The method mainly comprises two common methods for introducing the energy-containing component into the carbon fiber composite material cylinder type revolving body, wherein firstly, the energy-containing component is made into thin layers and is alternately laminated with carbon fiber prepreg, and the carbon fiber layer and the energy-containing component layer are bonded by utilizing the bonding property of matrix resin in the carbon fiber composite material. And secondly, mixing the energy-containing components among the carbon fiber layers into the matrix resin, and preparing the carbon fiber composite material by vacuum introduction, hand pasting or wet winding. In the first method, the cohesive strength of the energetic material is generally not high, and the energetic material layer is easily broken under an external load, thereby reducing the strength of the member. In the second method, the resin viscosity is generally low. Because the energetic material is usually metal particles, and the density is 2-10 times of that of the resin matrix, the energetic material is easy to settle in the resin, and when a barrel type component is prepared, the problem of uneven distribution of the particles in the component is easily caused, so that the energy release effect of the composite material is influenced, and the load bearing performance is possibly reduced.

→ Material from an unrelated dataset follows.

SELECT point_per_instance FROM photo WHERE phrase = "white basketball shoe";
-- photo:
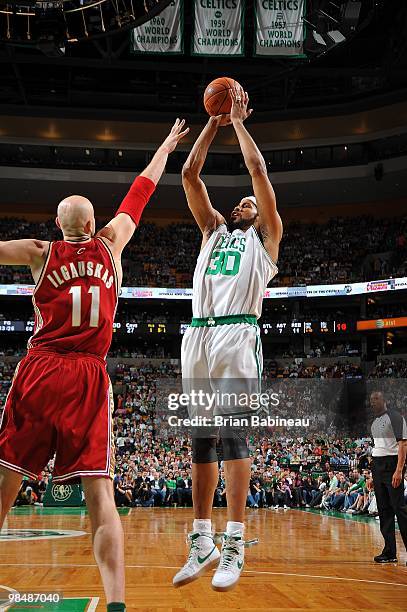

In addition, because the addition of the particle energetic material can significantly improve the fluidity of the resin, a large number of defects are easily introduced into the composite material during molding. Therefore, the method has the advantages that the adding amount of the energetic material in the matrix is limited, the content is difficult to flexibly regulate and control, and the exertion of the energy release characteristic of the carbon fiber composite material cylinder revolving body is greatly limited.
Disclosure of Invention
The invention aims to solve the technical problems of overcoming the defects of the prior art, in particular to the problems of low cohesive strength and uneven distribution of energetic materials in a composite material rotary cylinder and limited addition amount of the energetic materials in the cylinder at present, the rotary cylinder made of the energetic material sandwich fiber composite material has variable types of energetic materials, adjustable content in the cylinder and good mechanical property, and the preparation method thereof.
In order to solve the technical problems, the invention adopts the following technical scheme.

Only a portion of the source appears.